ATP’s first of two December festivals (one week prior to the Ten Years Of ATP weekender) promises three days of loud noise, with My Bloody Valentine on hand curating and choosing the line-up.
Kevin Shields and his band are not only down on the schedule to play Friday, Saturday and Sunday night, but promise a rehearsal show, for which we arrive a day early.
Unfortunately it never quite happened. Technical difficulties meant that at 11pm, it was finally announced that the intimate show would be cancelled. Disappointing maybe, but at least we awake on Friday morning already safely ensconced at Butlins, and check-in was trouble-free.
The festival finally gets underway after 4pm with The Wounded Knees. It’s a fairly gentle and innocuous start to proceedings with the band jangling away proficiently enough for us to check our diaries just to make sure that it’s not 1986.
It isn’t long before the first real star of the weekend begins to shine. Josh T Pearson (one time member of Lift To Experience) takes to the stage looking like some kind of cowboy Jesus. Accompanied just by Lift To Experience’s former drummer, we’re treated to two thirds of their line up.
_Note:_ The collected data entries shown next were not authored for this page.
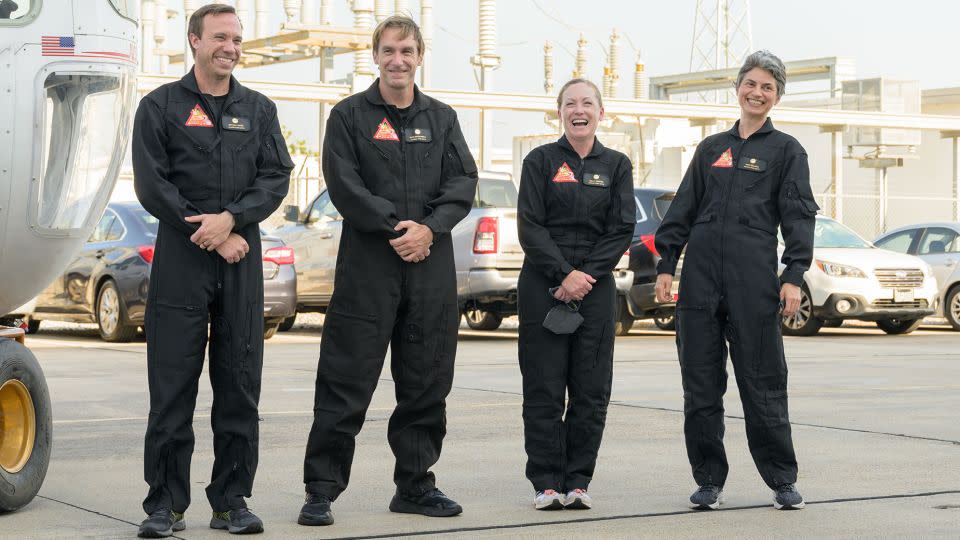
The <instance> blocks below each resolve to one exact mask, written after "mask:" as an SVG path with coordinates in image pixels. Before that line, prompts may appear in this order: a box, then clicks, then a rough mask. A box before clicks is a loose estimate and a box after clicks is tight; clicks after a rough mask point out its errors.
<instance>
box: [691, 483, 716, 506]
mask: <svg viewBox="0 0 960 540" xmlns="http://www.w3.org/2000/svg"><path fill="white" fill-rule="evenodd" d="M721 502H723V490H722V489H720V488H719V487H717V486H715V485H713V484H704V485H702V486H700V487H699V488H698V489H697V490H696V491H694V492H693V495H690V504H692V505H693V508H694V510H716V509H717V508H720V503H721Z"/></svg>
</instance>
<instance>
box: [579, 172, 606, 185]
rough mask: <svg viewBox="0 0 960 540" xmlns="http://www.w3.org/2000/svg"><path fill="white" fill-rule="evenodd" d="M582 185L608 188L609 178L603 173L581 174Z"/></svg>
mask: <svg viewBox="0 0 960 540" xmlns="http://www.w3.org/2000/svg"><path fill="white" fill-rule="evenodd" d="M583 183H584V184H585V185H588V186H593V187H610V176H609V175H606V174H603V173H591V172H588V173H583Z"/></svg>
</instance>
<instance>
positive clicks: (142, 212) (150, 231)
mask: <svg viewBox="0 0 960 540" xmlns="http://www.w3.org/2000/svg"><path fill="white" fill-rule="evenodd" d="M133 215H134V216H136V217H137V220H138V221H140V223H142V224H143V226H144V228H145V229H147V233H149V234H152V235H154V236H156V235H157V229H158V228H160V221H159V220H158V219H157V218H155V217H153V216H152V215H150V212H147V211H146V210H144V209H143V208H139V209H136V210H133Z"/></svg>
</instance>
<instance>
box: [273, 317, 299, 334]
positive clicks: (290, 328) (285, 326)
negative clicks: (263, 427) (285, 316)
mask: <svg viewBox="0 0 960 540" xmlns="http://www.w3.org/2000/svg"><path fill="white" fill-rule="evenodd" d="M295 322H297V314H296V313H294V314H293V315H291V316H289V317H287V318H285V319H283V321H281V322H280V327H279V328H277V330H280V331H281V332H286V331H287V330H290V329H291V328H293V324H294V323H295Z"/></svg>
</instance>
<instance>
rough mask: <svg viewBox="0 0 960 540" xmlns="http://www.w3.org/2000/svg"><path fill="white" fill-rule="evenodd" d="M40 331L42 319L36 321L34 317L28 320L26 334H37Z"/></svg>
mask: <svg viewBox="0 0 960 540" xmlns="http://www.w3.org/2000/svg"><path fill="white" fill-rule="evenodd" d="M39 331H40V319H34V318H33V317H30V318H28V319H27V328H26V332H27V333H28V334H36V333H37V332H39Z"/></svg>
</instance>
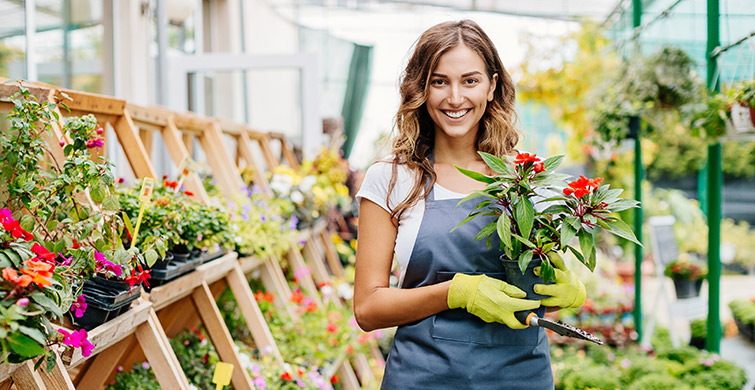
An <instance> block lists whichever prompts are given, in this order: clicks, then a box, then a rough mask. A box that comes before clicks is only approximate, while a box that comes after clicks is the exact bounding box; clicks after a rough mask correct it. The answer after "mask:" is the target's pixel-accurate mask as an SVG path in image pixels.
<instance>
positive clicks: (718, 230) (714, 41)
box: [705, 0, 722, 353]
mask: <svg viewBox="0 0 755 390" xmlns="http://www.w3.org/2000/svg"><path fill="white" fill-rule="evenodd" d="M718 2H719V0H708V44H707V47H706V52H707V55H706V57H707V60H708V62H707V68H708V69H707V70H708V88H712V89H713V90H714V91H717V90H718V89H719V86H718V84H719V83H718V80H716V77H717V76H716V58H714V57H713V56H711V53H713V51H714V50H715V49H716V47H718V46H719V45H720V44H721V42H720V35H719V26H718V22H719V18H720V15H719V3H718ZM721 185H722V174H721V143H718V142H717V143H715V144H713V145H709V146H708V197H707V201H708V322H707V325H708V326H707V328H708V333H707V334H706V335H705V348H706V349H707V350H708V351H711V352H716V353H718V352H720V351H721V316H720V303H721V295H720V293H721V258H720V257H721Z"/></svg>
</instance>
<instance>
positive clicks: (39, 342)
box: [18, 325, 47, 344]
mask: <svg viewBox="0 0 755 390" xmlns="http://www.w3.org/2000/svg"><path fill="white" fill-rule="evenodd" d="M18 330H20V331H21V333H23V334H25V335H27V336H29V337H31V338H33V339H34V341H36V342H38V343H39V344H45V343H47V337H46V336H45V334H44V333H42V332H41V331H40V330H39V329H35V328H30V327H28V326H23V325H19V327H18Z"/></svg>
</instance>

With a voice that drips like melted mahogany he instantly demands attention. Whether he’s toying with the audience by briefly blasting out the opening chords of My Bloody Valentine’s Only Shallow or taking them on a tortured trawl through the dusty derelict corners of his life, Pearson is magnetic.
On the main stage De La Soul kick the party off in earnest. It’s hard to believe that it’s been 20 years since 3 Feet High and Rising, but the positivity of the album, and of the band itself, is in clear evidence as they run through their set. Pos and Trugoy are beaming as they take the crowd in their palms and evoke a real carnival atmosphere.
Participation is the key to De La Soul’s performance, and as the classics pour from the stage, it’s impossible not to throw your hands in the air and join the party. Throwing in favourites Ring Ring Ring (Ha Ha Hey) and Gorillaz track Feel Good Inc gets the weekend up and boogying.
Over on the Centre Stage J Mascis is making his first appearance of the weekend drumming with Witch. Switching from the feel good vibes of De La Soul to Witch’s stoner rock is jarring at first, but the impeccable riffing is stunningly primal and easy to get lost in. It’s as if Volume 4 era Black Sabbath are being channelled through the band. It’s a pity that they clash with De La Soul’s set, because to have to miss any of either band is something of a wrench.
However a worse clash occurs when Primal Scream and Yo La Tengo are scheduled to start at the same time. There’s a palpable divide in the crowd with no one sure what to do and who to see. There’s a lot of cynicism directed towards Primal Scream. There’s a common belief that the band are well past their prime. However, they start with a bang. Bobby Gillespie fidgets around the stage cutting rock star shapes and whooping constantly as if he’s got a mild form of Tourettes.
There’s no doubting that they know how a rock show should look, but to some they sound positively flat. They make their way through a greatest hits set, and it’s a reminder of how many brilliant singles they’ve released over the years. Playing pretty much everything from Movin’ On Up through Jailbird and on to Swastika Eyes and Miss Lucifer, they’re a safe bet for a swaggering, rollicking time. They wrap things up with Loaded and, while not everyone’s impressed, it’s a treat for the fans amongst us.
For those who couldn’t decide and get to Yo La Tengo’s set on Centre Stage a little late, it’s galling to find that they’ve already played And The Glitter is Gone from this year’s amazing Popular Songs album by the time we arrive (curse you Primal Scream). Fortunately, there are plenty more gems in store. The most notable moment comes courtesy of the incessant pop drone of Pass The Hatchet, I Think I’m Goodkind.
We watch as one punter, who has spent the entire set talking and texting, is impelled by the relentless bass figure to march around in a square for at least 10 minutes, seemingly incapable of stopping even if he wanted to. Before this localised demonstration of the power of music, we’re treated to a never ending glut of noise pop which, even at this early stage, could easily be described as the set of the weekend.
My Bloody Valentine start their first set of the festival like a band who haven’t had a chance to soundcheck. Kevin Shields is a noted sonic pedant, and before the band even launch into their set, he’s berating the soundman responsible for his vocal monitors.
After requesting that the PA be turned off, a colossal amount of time is spent shaking his head and uttering the words “one” and “two” before he’s finally ready to begin. First song finished, Shields returns to berating the sound man. Two songs down, he points out that the PA hasn’t been on. Oddly no one has really noticed this. More muttering and head shaking. This continues to the point where the momentum of the show is utterly lost.
There’s no doubting the quality of the songs when they appear, but Shields’ meddling and insistence on perfection hinders the performance to the point of distraction. Still there’s Saturday and Sunday’s shows to go, so there’s hope that he finally gets it right at some point over the weekend.